Целых три недели, последовавших за этим свиданием, он любил ее так, как любили своих избранниц герои романов минувшего века. Он видел ее в гостиных Порто-Манакоре — никогда еще они не встречались так часто; говорил он еще меньше, чем раньше, да и она тоже, подобно ему, замыкалась в кольце молчания, так они и сидели рядом у проигрывателя, только время от времени предлагали друг другу послушать ту или иную пластинку; остальные гости тем временем танцевали или играли в бридж. Но думал он о ней беспрестанно, рисовал себе в воображении их одинокие прогулки по улицам Милана, их любовные клятвы на берегу Арно во Флоренции, их поцелуи в Булонском лесу в Париже, только ни разу ничего не случалось с ними ни в Порто-Манакоре, ни даже в Неаполе: их любовь была представима лишь совсем в ином мире, чем тот, который он знал, в иные времена, в ином пространстве, в предыдущем веке или же на Севере, где-нибудь за Тибром.
К концу третьей недели настал срок возвращаться в Неаполь, он пришел к ней попрощаться, застал ее дома одну. Они стояли молча лицом к лицу.
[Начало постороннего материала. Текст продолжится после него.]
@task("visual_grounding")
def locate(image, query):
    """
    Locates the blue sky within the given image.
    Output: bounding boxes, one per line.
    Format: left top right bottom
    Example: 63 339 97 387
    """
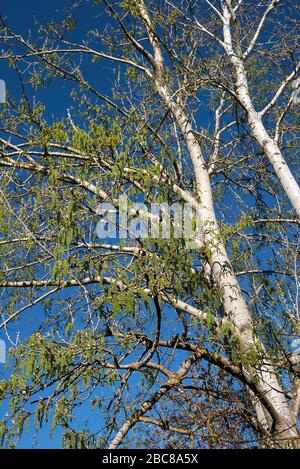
0 0 109 448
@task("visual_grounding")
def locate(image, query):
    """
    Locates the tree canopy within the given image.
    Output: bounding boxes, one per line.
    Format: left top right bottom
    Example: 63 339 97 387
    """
0 0 300 448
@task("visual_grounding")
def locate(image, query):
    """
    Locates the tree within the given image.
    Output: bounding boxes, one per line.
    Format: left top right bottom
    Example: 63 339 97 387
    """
0 0 300 448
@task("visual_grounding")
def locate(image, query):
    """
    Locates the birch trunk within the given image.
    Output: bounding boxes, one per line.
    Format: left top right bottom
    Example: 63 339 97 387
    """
223 4 300 218
139 1 300 447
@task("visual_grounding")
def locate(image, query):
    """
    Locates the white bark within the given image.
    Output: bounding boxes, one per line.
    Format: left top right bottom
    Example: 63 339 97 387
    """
135 1 300 446
223 2 300 218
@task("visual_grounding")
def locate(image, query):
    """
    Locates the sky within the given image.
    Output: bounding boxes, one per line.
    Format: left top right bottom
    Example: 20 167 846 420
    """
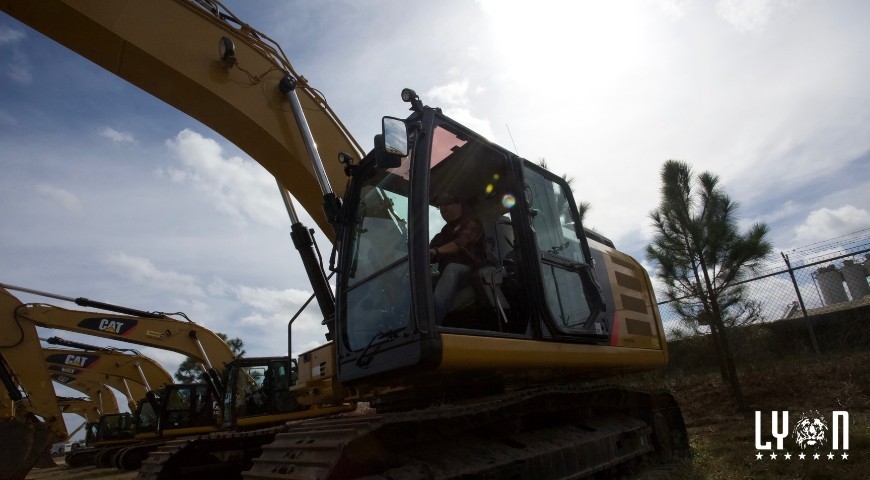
0 0 870 434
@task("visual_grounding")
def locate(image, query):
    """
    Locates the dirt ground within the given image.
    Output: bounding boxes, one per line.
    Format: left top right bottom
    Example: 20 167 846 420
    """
640 353 870 480
27 353 870 480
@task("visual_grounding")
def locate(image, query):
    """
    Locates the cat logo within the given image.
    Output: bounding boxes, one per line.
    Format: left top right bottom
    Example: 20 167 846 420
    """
45 353 100 368
97 318 124 334
78 317 139 336
63 355 89 368
48 365 81 375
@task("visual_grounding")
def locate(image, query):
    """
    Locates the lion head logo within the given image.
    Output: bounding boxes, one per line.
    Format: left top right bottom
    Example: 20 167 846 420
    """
793 412 828 449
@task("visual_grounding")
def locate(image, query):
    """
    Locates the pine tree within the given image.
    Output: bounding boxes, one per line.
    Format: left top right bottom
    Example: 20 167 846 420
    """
646 160 773 407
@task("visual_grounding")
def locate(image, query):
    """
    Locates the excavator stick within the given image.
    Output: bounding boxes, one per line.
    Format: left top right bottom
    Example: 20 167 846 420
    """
0 418 55 480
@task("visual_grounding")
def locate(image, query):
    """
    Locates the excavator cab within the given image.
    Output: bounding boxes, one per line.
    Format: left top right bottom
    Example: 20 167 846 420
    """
336 100 613 383
93 413 135 446
223 357 305 428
Он даже не предвидел, что все будет так.
— Я вас люблю, — сказал он.
— Я тоже, — ответила она.
Прижавшись к Франческо, она положила голову ему на плечо.
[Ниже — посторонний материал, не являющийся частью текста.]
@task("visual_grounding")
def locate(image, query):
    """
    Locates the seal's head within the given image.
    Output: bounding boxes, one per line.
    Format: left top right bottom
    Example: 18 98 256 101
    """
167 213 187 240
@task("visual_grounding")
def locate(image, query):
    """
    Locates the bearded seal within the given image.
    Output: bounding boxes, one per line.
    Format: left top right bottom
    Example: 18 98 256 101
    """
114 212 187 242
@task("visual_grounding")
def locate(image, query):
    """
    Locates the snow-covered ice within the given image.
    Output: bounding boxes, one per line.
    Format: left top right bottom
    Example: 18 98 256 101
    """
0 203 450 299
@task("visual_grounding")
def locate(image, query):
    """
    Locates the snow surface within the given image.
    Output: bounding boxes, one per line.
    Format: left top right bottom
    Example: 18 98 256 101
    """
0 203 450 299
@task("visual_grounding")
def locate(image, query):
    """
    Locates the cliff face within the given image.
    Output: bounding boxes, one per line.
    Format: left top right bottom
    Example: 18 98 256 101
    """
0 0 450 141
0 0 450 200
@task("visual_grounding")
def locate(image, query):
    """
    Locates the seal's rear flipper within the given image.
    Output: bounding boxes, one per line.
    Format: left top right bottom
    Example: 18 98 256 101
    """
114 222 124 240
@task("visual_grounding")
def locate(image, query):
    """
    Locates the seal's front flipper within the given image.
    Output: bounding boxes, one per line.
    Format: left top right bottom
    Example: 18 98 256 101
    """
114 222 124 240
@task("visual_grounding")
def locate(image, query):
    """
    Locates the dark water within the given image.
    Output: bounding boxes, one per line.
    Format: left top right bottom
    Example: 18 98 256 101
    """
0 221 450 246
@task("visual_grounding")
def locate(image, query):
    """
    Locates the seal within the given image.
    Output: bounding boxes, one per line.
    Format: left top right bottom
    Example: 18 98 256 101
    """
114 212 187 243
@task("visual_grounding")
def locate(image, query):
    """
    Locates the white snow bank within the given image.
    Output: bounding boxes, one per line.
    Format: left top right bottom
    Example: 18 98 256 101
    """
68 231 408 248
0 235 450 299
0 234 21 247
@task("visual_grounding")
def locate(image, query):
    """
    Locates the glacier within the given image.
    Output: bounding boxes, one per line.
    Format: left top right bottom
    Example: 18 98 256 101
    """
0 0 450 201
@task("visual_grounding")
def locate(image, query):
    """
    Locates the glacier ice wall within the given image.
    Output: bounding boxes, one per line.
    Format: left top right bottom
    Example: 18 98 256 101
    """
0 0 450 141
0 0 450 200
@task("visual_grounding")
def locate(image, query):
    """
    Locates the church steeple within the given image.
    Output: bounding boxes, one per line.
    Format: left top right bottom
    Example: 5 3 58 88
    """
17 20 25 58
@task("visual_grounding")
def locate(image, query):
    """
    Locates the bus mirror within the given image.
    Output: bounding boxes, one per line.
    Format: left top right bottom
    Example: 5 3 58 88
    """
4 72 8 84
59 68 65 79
Донна Лукреция и Франческо Бриганте назначили свидание у входа в пещеру — ближайшую к оконечности мыса, где стоит трабукко. Мыс к середине горбился холмом; со стороны Скьявоне сосновая роща спускается уступами к полю, по краю которого сейчас и идет Франческо; со стороны бухты Манакоре роща обрывается у гребня соседнего утеса, круто нависающего над морем. Десятки зимних потоков прорыли себе русло с обрывистыми берегами через рощу и утес; на узеньком бережку, там, где впадает в море один из этих потоков, и находится вход в пещеру.
Покинув летнюю колонию — другими словами, самую низкую часть мыса, обращенную к Порто-Манакоре, — донна Лукреция, таким образом, вынуждена была пересечь всю рощу и добраться до гребня утеса.
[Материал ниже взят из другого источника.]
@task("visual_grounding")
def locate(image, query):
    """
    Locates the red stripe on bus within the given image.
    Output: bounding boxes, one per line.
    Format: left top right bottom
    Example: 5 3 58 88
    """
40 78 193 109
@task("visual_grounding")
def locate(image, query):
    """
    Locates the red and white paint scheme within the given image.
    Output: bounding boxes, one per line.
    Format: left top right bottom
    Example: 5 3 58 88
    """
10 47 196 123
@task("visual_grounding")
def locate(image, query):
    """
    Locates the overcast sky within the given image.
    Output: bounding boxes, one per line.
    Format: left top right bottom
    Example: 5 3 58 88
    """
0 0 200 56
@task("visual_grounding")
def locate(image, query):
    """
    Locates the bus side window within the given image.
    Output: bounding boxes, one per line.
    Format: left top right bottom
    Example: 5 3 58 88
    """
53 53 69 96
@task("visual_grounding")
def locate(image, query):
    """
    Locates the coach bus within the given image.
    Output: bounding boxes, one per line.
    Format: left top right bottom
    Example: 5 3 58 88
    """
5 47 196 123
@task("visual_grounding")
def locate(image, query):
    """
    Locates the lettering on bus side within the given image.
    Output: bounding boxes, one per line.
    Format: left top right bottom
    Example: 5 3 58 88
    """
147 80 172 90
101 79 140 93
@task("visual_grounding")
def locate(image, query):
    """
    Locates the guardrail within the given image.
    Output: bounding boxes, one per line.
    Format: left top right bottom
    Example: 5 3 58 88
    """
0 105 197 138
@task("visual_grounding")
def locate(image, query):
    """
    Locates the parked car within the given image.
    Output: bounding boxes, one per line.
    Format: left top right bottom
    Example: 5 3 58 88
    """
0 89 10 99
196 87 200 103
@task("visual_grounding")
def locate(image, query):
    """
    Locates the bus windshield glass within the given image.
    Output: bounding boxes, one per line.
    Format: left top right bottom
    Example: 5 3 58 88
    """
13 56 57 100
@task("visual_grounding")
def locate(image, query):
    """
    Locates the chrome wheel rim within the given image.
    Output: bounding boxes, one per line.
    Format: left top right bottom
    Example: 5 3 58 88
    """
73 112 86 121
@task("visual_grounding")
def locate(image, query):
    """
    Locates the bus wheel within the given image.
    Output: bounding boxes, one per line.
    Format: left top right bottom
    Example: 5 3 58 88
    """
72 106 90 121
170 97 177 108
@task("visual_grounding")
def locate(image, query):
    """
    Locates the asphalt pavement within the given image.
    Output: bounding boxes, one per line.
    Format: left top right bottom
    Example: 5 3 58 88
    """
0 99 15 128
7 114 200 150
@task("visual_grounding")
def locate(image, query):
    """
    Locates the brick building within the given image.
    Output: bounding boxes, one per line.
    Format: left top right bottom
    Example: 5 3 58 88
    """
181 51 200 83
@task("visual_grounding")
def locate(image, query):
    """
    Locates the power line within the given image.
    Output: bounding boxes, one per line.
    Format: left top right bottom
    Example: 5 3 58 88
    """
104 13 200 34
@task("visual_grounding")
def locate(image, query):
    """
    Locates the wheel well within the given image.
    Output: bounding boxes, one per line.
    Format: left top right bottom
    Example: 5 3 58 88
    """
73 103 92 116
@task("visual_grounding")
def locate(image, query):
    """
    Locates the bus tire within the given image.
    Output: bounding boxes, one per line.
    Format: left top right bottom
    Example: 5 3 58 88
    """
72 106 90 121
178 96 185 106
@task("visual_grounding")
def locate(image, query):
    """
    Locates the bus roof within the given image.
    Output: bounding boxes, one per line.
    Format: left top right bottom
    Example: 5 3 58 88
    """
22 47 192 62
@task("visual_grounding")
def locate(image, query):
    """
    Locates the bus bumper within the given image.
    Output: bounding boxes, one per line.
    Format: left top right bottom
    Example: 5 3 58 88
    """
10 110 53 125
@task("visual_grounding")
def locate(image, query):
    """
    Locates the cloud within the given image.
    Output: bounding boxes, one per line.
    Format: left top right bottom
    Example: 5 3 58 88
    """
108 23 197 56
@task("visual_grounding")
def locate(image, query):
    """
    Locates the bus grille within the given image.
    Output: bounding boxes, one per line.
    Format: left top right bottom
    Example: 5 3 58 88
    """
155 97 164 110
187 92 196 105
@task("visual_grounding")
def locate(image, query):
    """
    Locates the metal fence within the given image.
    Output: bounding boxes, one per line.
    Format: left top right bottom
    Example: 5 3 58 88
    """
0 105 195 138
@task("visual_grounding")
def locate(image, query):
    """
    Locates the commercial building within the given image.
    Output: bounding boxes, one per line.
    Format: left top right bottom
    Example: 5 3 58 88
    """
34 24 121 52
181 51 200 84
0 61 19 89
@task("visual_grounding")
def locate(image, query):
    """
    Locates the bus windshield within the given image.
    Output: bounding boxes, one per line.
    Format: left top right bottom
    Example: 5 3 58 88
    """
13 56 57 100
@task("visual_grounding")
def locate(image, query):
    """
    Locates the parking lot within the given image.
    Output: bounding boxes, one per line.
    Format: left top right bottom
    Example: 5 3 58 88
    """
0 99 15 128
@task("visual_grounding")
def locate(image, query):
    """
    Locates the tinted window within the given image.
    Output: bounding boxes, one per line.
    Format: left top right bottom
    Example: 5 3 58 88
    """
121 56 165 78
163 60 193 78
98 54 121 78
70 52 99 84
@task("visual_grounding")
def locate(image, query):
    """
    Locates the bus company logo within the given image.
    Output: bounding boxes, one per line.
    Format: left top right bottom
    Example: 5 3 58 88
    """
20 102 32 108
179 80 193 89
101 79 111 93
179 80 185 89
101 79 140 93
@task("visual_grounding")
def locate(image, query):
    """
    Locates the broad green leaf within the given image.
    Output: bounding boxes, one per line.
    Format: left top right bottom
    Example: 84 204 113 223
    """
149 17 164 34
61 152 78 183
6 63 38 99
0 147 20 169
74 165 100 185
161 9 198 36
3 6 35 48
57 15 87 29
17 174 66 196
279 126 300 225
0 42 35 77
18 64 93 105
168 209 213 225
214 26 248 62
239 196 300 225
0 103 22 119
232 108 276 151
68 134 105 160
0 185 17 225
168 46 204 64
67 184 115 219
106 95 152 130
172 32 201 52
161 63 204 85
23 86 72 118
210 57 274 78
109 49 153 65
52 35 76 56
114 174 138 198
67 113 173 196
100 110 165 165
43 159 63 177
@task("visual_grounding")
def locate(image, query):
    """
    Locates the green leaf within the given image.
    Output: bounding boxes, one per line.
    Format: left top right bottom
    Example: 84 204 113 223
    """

Подымается она медленно — слишком уж крут подъем. Солнце близится к зениту. Потрескивают сосновые иголки. Так густо напоен воздух запахами чабреца, лаванды, перечной мяты, майорана, что они льнут к коже, словно пропитанные маслом, словно обретают живую плоть; они преграждают ей путь, как густой подлесок, через который продираешься с трудом. Она идет от дерева к дереву, иной раз хватается за шершавый ствол сосны, порой скользит на сосновых иглах, но тут же выпрямляется, а от жары, как это часто бывает именно под соснами, мучительно жжет кожу; но ей нипочем жара, земное притяжение, цепляющиеся за платье запахи — все ей всегда нипочем, уж это дано ей от природы.
В первый раз, когда они остались с Франческо одни с глазу на глаз, это когда он сказал ей, что на месте Фабрицио предпочел бы Сансеверину Клелии, — слова эти возбудили ее любопытство. Но так как ей никогда и на ум не приходило отождествлять себя с Сансевериной, она не обнаружила в этом юношеском предпочтении завуалированного признания. Однако, привыкнув вести с мужем интеллектуальные беседы, она попыталась заставить Франческо объяснить причины такого предпочтения.
Вот в эти-то несколько минут возникло нечто новое, и причиной тому было неловкое молчание Франческо. На ее вопросы он не отвечал. Впрочем, она и не особенно удивилась. Молчаливость наравне с широкими плечами, голубыми навыкате глазами, сдержанностью, степенно-уверенными манерами была неотъемлемым свойством Франческо. Но вдруг в мгновение ока его молчание стало совсем иным. Оно стало пугающе тревожным, томительным, как безвоздушное пространство над бухтой Манакоре, как пустота между грядой гор и сплетенными руками либеччо и сирокко, схватившимися над открытым морем, как тишина, нависшая над бухтой в тот час, когда далеко в море разыгрывается буря, когда весь воздух выпит этой бурей, которая там, вдалеке, вздымает невидимые волосы на невидимых кораблях.
До сих пор Лукреция выносила лишь головное суждение о человеческих особях, но тут она почувствовала это молчание всей грудной клеткой, той полостью, где гнездится пугающее томление. А когда, прощаясь, Франческо на миг задержал ее руку в своей, томление это вдруг скатилось куда-то ниже в лоно. Так она стала женщиной.
— Уходите, — сказала она ему.
И тут же упрекнула себя за эту идиотскую фразу — до чего же она по-провинциальному звучит. Но Франческо уже ушел.